Паша посмотрел на меня дикими глазами.
– Черный юмор, – усмехнулся я. – Не принимай близко к сердцу.
«Следователь говорит, столяр нюхал клей, а приближенный покойного – что бухал. Перебор получается, – размышлял я. – Что-нибудь одно уж должно быть. Либо бухал, либо нюхал. Клей, конечно, под рукой у столяра всегда, только вряд ли тот страдал от безденежья. Небось и от гражданских заказы получал? Имел копеечку на мелкие расходы?»
Благодаря своему дяде, имеющему некоторое отношение к Советской армии – это очень мягко говоря – я был подкован насчет армейской и околоармейской жизни задолго до того, как призвался на срочную. Отмазаться не пытался, хоть и мог. В учебке сделали многое для того, чтобы я пожалел о своем решении, но я не пожалел. Не на того напали! Многие до последнего не представляли себе, насколько не на того. Даже сам замполит. Он, кстати, обещал не выдавать меня, чьим племянником являюсь, отправляя по распределению в войска. Мы же с ним друзья стали!.. Пашу здесь встретить я не ожидал.
Конечно, обгоревший труп, который нам с Пашей пришлось запихивать в труповозку, это не одно из тех впечатлений, которыми художник Олег Смелков хотел себя обогатить, отправляясь на службу в армию. Но, как говорится, из песни слов не выкинешь. Труп, естественно, «достался» нам. Для того и понадобились майору Бохану, – Паша назвал мне его фамилию. Майор, может, и хороший офицер, но не самому же ему руки пачкать? Боец тогда на что? Тем более что Бохан, как я понял, мыслями был уже в отпуске. Его, видать, на пепелище прямо перед поездом дернули. Супруга, вероятно, откладывать поездку не захотела. Чай поди в столицу укатила, или в Ленинград! Не в Бурятии же, в самом деле, отпуск проводить такой крале?!

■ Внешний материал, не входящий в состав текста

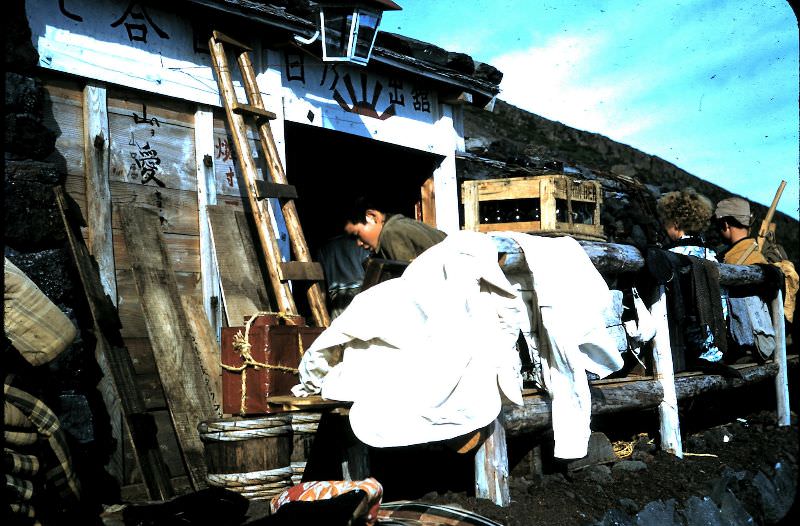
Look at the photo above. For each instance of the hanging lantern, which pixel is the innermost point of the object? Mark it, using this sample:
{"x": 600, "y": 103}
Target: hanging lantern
{"x": 349, "y": 28}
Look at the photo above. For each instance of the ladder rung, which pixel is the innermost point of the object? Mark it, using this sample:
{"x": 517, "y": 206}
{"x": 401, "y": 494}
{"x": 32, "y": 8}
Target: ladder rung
{"x": 244, "y": 109}
{"x": 301, "y": 270}
{"x": 222, "y": 37}
{"x": 267, "y": 189}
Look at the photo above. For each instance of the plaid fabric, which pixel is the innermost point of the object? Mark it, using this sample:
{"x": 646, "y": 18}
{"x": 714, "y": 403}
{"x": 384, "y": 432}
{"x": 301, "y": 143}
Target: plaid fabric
{"x": 409, "y": 513}
{"x": 23, "y": 510}
{"x": 35, "y": 325}
{"x": 13, "y": 417}
{"x": 20, "y": 438}
{"x": 19, "y": 489}
{"x": 19, "y": 464}
{"x": 327, "y": 489}
{"x": 55, "y": 459}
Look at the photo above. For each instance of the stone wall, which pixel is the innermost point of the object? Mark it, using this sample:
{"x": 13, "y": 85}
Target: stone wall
{"x": 34, "y": 240}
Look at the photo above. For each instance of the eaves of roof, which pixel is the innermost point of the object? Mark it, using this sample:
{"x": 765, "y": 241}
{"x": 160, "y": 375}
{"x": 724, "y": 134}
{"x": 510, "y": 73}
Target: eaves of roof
{"x": 280, "y": 17}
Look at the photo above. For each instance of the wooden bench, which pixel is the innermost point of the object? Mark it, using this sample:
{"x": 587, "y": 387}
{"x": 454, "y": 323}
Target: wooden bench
{"x": 662, "y": 390}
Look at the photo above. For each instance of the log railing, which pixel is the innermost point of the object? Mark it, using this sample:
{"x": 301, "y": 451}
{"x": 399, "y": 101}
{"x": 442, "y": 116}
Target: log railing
{"x": 491, "y": 465}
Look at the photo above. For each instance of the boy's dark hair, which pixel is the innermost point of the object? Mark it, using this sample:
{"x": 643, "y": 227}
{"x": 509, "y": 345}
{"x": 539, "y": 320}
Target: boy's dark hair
{"x": 356, "y": 211}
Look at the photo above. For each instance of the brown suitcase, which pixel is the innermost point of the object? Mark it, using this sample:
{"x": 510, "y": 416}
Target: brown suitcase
{"x": 275, "y": 352}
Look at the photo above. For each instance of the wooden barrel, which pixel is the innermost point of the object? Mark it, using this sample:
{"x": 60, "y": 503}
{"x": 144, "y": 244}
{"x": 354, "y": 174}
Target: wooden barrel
{"x": 251, "y": 456}
{"x": 304, "y": 428}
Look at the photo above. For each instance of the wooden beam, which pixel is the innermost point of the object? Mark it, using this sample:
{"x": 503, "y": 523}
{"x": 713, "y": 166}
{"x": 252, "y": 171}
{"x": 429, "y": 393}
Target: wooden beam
{"x": 615, "y": 258}
{"x": 208, "y": 351}
{"x": 491, "y": 466}
{"x": 96, "y": 143}
{"x": 782, "y": 377}
{"x": 243, "y": 290}
{"x": 174, "y": 350}
{"x": 263, "y": 214}
{"x": 428, "y": 202}
{"x": 117, "y": 386}
{"x": 625, "y": 394}
{"x": 207, "y": 196}
{"x": 315, "y": 292}
{"x": 670, "y": 428}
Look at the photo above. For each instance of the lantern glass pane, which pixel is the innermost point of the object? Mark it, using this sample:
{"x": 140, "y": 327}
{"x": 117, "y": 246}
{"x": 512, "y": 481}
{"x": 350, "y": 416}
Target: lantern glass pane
{"x": 337, "y": 24}
{"x": 366, "y": 30}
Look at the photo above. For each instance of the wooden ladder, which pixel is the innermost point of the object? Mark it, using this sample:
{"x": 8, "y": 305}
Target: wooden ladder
{"x": 280, "y": 272}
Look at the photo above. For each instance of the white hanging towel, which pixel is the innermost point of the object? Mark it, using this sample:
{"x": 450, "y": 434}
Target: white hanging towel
{"x": 571, "y": 296}
{"x": 427, "y": 355}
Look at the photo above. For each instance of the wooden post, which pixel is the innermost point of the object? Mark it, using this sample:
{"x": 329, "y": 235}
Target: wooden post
{"x": 444, "y": 176}
{"x": 118, "y": 388}
{"x": 491, "y": 466}
{"x": 782, "y": 378}
{"x": 207, "y": 196}
{"x": 316, "y": 293}
{"x": 262, "y": 213}
{"x": 174, "y": 347}
{"x": 96, "y": 142}
{"x": 665, "y": 376}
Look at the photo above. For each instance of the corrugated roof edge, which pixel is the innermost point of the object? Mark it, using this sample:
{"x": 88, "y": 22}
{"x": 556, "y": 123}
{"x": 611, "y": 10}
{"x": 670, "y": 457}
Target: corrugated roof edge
{"x": 397, "y": 51}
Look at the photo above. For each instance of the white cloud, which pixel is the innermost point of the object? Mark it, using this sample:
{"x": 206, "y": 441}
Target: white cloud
{"x": 554, "y": 81}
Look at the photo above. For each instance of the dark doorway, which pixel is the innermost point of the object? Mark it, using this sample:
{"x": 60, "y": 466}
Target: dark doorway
{"x": 330, "y": 169}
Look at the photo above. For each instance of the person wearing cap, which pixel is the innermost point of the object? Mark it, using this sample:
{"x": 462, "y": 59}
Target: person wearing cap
{"x": 734, "y": 219}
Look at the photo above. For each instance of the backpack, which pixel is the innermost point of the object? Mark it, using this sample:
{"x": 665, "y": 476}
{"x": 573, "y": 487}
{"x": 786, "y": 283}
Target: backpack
{"x": 775, "y": 254}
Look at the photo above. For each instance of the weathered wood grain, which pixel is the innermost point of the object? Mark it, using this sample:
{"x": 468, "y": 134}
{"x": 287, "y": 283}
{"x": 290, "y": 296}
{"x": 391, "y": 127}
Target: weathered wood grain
{"x": 243, "y": 290}
{"x": 117, "y": 387}
{"x": 174, "y": 350}
{"x": 98, "y": 195}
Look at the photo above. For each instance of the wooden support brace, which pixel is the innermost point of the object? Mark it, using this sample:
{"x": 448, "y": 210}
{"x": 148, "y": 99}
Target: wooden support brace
{"x": 301, "y": 270}
{"x": 665, "y": 375}
{"x": 782, "y": 378}
{"x": 174, "y": 346}
{"x": 281, "y": 191}
{"x": 258, "y": 113}
{"x": 491, "y": 466}
{"x": 118, "y": 386}
{"x": 222, "y": 37}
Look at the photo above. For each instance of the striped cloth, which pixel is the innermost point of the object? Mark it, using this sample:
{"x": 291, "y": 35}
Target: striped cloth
{"x": 55, "y": 458}
{"x": 18, "y": 464}
{"x": 329, "y": 489}
{"x": 411, "y": 513}
{"x": 35, "y": 326}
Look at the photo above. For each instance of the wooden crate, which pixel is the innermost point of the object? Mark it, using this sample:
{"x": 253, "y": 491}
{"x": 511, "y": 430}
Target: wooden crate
{"x": 546, "y": 204}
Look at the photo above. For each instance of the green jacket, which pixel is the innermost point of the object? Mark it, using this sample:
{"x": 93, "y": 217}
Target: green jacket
{"x": 404, "y": 239}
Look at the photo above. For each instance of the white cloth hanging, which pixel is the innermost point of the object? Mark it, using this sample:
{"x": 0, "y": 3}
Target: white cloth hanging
{"x": 427, "y": 355}
{"x": 566, "y": 311}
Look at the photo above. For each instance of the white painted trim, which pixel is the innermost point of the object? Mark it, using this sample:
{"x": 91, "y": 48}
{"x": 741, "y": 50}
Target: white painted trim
{"x": 445, "y": 184}
{"x": 207, "y": 195}
{"x": 96, "y": 143}
{"x": 782, "y": 378}
{"x": 670, "y": 427}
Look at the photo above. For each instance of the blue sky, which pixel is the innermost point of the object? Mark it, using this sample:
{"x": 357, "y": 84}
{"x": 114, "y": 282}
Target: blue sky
{"x": 709, "y": 85}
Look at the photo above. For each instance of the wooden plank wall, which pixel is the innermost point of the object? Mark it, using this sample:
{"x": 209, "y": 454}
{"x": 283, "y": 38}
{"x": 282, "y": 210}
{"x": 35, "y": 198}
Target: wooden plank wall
{"x": 152, "y": 163}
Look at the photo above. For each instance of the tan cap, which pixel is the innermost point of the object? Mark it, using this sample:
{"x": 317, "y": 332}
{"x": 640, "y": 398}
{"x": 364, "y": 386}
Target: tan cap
{"x": 735, "y": 207}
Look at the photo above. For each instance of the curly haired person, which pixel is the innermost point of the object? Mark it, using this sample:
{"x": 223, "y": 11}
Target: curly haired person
{"x": 685, "y": 215}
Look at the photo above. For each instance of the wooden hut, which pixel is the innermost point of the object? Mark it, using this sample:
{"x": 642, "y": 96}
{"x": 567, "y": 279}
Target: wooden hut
{"x": 144, "y": 140}
{"x": 151, "y": 163}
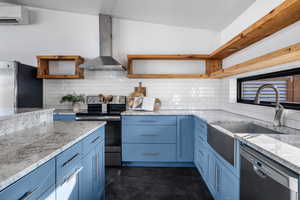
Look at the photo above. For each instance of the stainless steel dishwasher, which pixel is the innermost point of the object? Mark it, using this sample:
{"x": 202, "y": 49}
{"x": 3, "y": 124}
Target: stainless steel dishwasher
{"x": 265, "y": 179}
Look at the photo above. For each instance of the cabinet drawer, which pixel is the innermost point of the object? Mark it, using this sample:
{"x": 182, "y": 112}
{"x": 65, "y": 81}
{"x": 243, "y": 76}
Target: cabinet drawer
{"x": 34, "y": 185}
{"x": 149, "y": 134}
{"x": 149, "y": 152}
{"x": 68, "y": 161}
{"x": 150, "y": 120}
{"x": 92, "y": 140}
{"x": 59, "y": 117}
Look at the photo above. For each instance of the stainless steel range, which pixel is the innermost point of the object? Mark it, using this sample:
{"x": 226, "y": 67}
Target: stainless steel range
{"x": 109, "y": 108}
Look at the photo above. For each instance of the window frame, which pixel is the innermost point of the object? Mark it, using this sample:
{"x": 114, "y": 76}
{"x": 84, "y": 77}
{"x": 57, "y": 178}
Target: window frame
{"x": 295, "y": 71}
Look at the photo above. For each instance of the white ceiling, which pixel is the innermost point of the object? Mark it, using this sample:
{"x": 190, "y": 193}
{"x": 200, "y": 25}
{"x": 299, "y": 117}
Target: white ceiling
{"x": 210, "y": 14}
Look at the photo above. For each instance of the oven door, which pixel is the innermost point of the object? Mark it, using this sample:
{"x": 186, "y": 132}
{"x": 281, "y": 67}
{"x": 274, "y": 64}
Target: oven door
{"x": 113, "y": 137}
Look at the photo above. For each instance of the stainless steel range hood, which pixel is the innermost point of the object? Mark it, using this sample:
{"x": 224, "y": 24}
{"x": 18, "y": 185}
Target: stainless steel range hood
{"x": 105, "y": 62}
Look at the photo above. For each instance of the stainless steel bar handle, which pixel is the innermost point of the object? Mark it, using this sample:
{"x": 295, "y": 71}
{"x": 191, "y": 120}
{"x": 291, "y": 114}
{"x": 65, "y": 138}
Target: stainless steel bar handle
{"x": 150, "y": 135}
{"x": 72, "y": 158}
{"x": 151, "y": 154}
{"x": 95, "y": 139}
{"x": 28, "y": 194}
{"x": 259, "y": 172}
{"x": 150, "y": 121}
{"x": 75, "y": 173}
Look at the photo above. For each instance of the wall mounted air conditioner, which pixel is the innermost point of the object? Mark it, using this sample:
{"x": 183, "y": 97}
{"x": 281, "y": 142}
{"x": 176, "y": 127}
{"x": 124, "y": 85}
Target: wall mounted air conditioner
{"x": 13, "y": 15}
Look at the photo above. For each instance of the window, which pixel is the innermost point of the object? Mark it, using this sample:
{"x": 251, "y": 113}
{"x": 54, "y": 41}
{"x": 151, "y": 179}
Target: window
{"x": 287, "y": 82}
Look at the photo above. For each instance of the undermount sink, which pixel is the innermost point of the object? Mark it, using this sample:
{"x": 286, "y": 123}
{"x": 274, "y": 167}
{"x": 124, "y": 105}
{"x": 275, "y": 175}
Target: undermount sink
{"x": 223, "y": 144}
{"x": 246, "y": 127}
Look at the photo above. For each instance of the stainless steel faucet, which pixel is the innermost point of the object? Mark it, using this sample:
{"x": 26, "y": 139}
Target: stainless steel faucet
{"x": 279, "y": 109}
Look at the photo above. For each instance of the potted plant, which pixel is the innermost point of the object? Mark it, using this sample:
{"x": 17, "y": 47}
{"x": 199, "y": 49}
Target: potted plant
{"x": 75, "y": 100}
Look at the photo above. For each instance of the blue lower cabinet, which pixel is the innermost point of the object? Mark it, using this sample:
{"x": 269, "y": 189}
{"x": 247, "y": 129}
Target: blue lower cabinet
{"x": 64, "y": 117}
{"x": 185, "y": 138}
{"x": 149, "y": 134}
{"x": 37, "y": 185}
{"x": 78, "y": 173}
{"x": 201, "y": 158}
{"x": 68, "y": 168}
{"x": 92, "y": 176}
{"x": 223, "y": 184}
{"x": 228, "y": 185}
{"x": 149, "y": 152}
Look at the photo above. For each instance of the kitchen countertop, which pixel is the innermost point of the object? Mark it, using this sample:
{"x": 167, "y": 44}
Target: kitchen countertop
{"x": 283, "y": 148}
{"x": 25, "y": 150}
{"x": 66, "y": 111}
{"x": 210, "y": 116}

Управившись с неприятным делом, мы ждали, когда майор Бохан наговорится со следаком, – они отошли в сторону. Я подобрал несгоревший кусок неокрашенной половой доски. «Вырежу что-нибудь на досуге на память о Забайкалье», – подумал и положил пока на подоконник. Исследовал от нечего делать содержимое мусорного ящика. Там валялись такие же обрезки свежей половой доски и несколько кусков железной трубы. Несгоревшая часть одноэтажного здания являлась слесарной мастерской, как мне объяснил Павлик.
Следователь и эксперты уехали. Бохан поставил задачу по уборке сгоревшего помещения. В подсобке уцелевшей слесарки Паша отыскал, во что нам переодеться. Здесь же нашелся и инструмент.
– На весь день развлечение! – сказал я. – Предлагаю начать с очистки пола, пока вода не замерзла. Пожарники на совесть поливали! Перекурить бы это дело, да табачок кончился, – посетовал.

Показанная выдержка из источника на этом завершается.